Four major express delivery companies released Jan operating figures over the weekend. YTO (600233 CH, NR), STO (002468 CH, NR) and Yunda (002120 CH, NR) all reported >110% YoY growth in shipment volume, though slightly lower than the industry average of 125%. For SF (002352 CH, BUY), shipment volume grew 60% YoY but market share saw sequential improvement (10.6% in Jan). On the ASP side, major players reported better than industry average ASP in Jan. We remain selective in the express delivery sector. We continue to like SF for its strong competitive edge in time-definite segment, effective expansion in mass market and potential acceleration of the international business helped by the acquisition of Kerry Logistics (636 HK, NR). We also like ZTO (2057 HK / ZTO US, BUY) for its leading cost advantage in the mass market.
- Strong parcel shipment volume in Jan: For the industry as a whole, shipment volume surged +125% YoY to 8.5bn units in Jan, helped by (1) low base effect due to early CNY in 2020, and (2) strong demand before CNY this year.

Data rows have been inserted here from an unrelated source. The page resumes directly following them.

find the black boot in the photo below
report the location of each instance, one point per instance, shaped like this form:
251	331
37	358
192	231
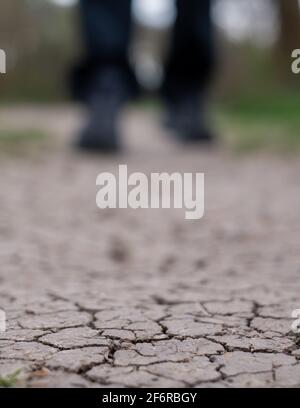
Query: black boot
105	101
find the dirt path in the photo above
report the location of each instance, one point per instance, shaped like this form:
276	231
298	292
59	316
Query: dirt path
146	298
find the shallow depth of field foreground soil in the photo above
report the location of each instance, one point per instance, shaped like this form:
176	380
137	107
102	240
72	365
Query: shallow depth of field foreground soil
145	298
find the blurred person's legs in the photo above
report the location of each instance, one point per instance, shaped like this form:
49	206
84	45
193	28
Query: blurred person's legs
104	81
189	70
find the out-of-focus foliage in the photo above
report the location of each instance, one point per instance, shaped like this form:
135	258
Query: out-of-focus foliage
40	41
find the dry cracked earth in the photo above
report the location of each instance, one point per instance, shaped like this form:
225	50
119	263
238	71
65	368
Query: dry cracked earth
145	298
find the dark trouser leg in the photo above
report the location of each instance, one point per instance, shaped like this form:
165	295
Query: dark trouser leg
189	69
190	64
104	80
106	27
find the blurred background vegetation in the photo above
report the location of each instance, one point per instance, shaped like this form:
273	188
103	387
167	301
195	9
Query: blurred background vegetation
255	93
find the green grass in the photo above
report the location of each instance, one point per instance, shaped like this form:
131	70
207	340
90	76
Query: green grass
10	380
262	122
19	142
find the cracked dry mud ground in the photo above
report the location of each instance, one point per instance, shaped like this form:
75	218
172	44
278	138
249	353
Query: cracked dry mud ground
145	298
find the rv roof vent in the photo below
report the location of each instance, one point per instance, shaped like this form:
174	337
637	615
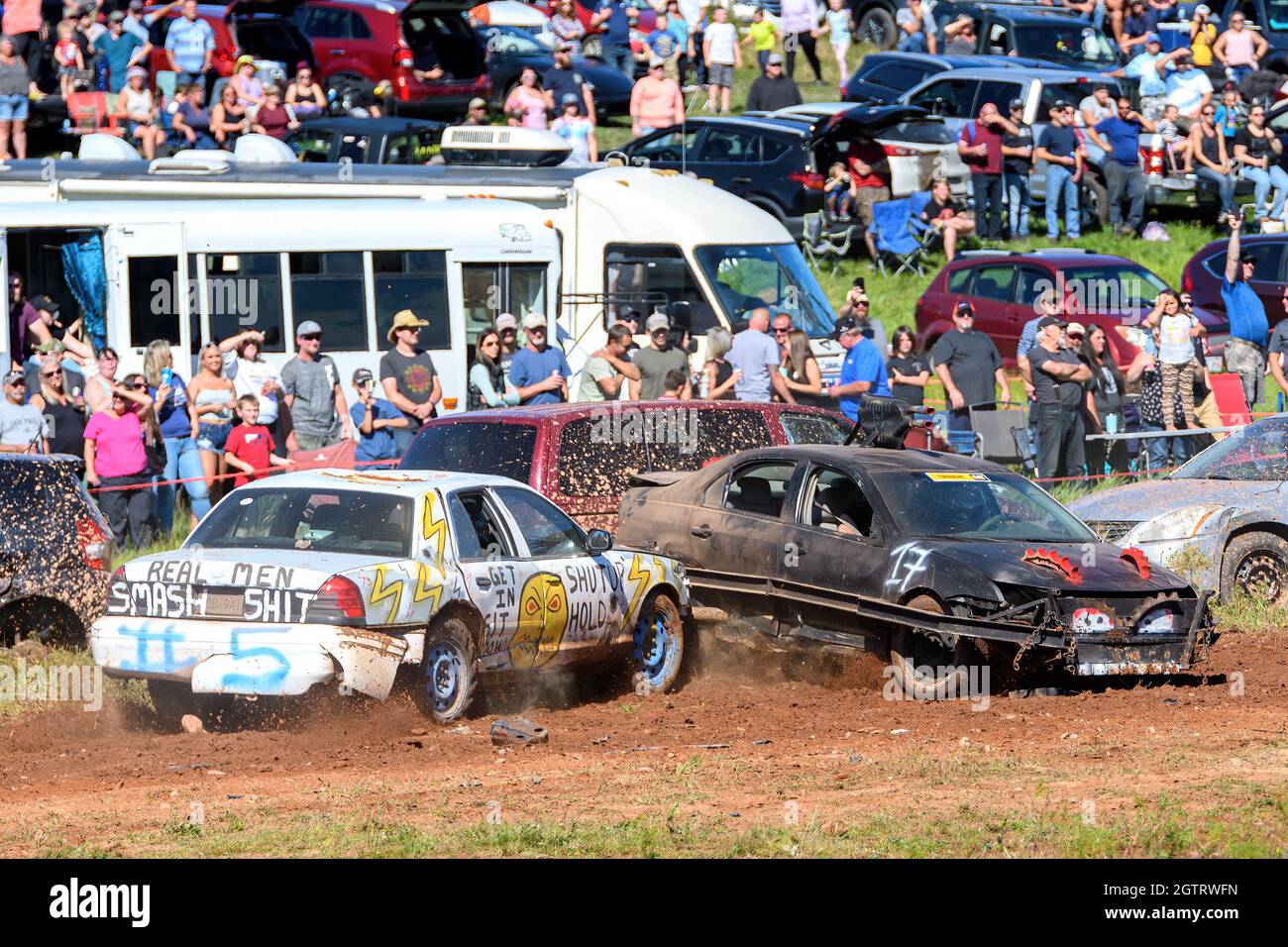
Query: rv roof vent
485	145
99	147
263	150
192	162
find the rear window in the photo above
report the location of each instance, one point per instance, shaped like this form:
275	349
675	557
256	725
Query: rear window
498	450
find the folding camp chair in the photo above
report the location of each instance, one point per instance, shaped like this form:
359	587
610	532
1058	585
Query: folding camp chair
818	243
898	231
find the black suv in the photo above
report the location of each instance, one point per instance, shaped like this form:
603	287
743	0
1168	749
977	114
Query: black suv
777	163
55	551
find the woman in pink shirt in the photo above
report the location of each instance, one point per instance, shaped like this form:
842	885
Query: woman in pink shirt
528	103
115	458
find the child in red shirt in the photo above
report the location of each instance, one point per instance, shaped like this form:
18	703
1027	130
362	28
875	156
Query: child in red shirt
250	445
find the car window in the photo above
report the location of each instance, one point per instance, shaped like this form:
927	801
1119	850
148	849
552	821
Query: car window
812	429
835	502
993	282
759	488
500	450
477	528
730	146
546	528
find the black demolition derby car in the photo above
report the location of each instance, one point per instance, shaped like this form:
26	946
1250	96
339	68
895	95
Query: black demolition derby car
947	564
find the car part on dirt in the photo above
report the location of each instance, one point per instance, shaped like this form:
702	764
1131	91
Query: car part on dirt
449	671
1256	565
658	644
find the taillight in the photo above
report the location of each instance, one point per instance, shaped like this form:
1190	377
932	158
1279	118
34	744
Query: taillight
339	598
810	180
95	545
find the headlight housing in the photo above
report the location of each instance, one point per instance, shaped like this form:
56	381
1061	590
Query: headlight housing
1180	525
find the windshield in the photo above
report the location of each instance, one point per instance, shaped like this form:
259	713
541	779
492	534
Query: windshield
978	506
769	274
318	521
1073	44
1257	453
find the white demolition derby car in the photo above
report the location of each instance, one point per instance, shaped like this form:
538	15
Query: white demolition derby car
343	578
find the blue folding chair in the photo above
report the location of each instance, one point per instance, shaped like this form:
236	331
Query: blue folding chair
898	232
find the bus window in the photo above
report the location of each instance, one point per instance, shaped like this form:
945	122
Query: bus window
154	299
490	289
412	279
645	278
327	287
244	291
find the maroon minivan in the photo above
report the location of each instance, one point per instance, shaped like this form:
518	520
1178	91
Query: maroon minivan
581	457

Yunda/YTO/STO/ SF reported 119%/117%/110%/60% YoY shipment growth. Among these players, SF is the only one that reported MoM growth in Jan, with shipment volume reaching 903mn units, a historical high.
- Improving ASP trend. For the industry as a whole, the parcel ASP dropped 23% in Jan. SF/YTO/Yunda/STO reported 12%/19%/22%/24% YoY reduction on ASP, largely better than the industry average (except STO). Most importantly, major players have maintained an improving ASP trend since 4Q20, driven by both strong underlying demand and seasonality.
- Market share. Yunda/YTO/SF/STO reported 16.3%/14.9%/10.6%/9.9% market share in Jan (in terms of parcel volume). Among the major players, SF has achieved market share gain since Oct 2020. That said, CR8 dropped to 80.4% in Jan 2021, from 84.8% in Jan 2020 and 80.6% in Dec 2020, suggesting keen competition.
- Parcel volume to remain strong in Feb. According to the State Post Bureau, express delivery volume surged 2.6x YoY to 660mn units during CNY (11-17 Feb). The strong growth, apart from low base, was driven by strong delivery demand as the Chinese government advocated “stay in place for the new year” (原地过年). We see potential upside to our shipment growth forecast of 16% in 2021E.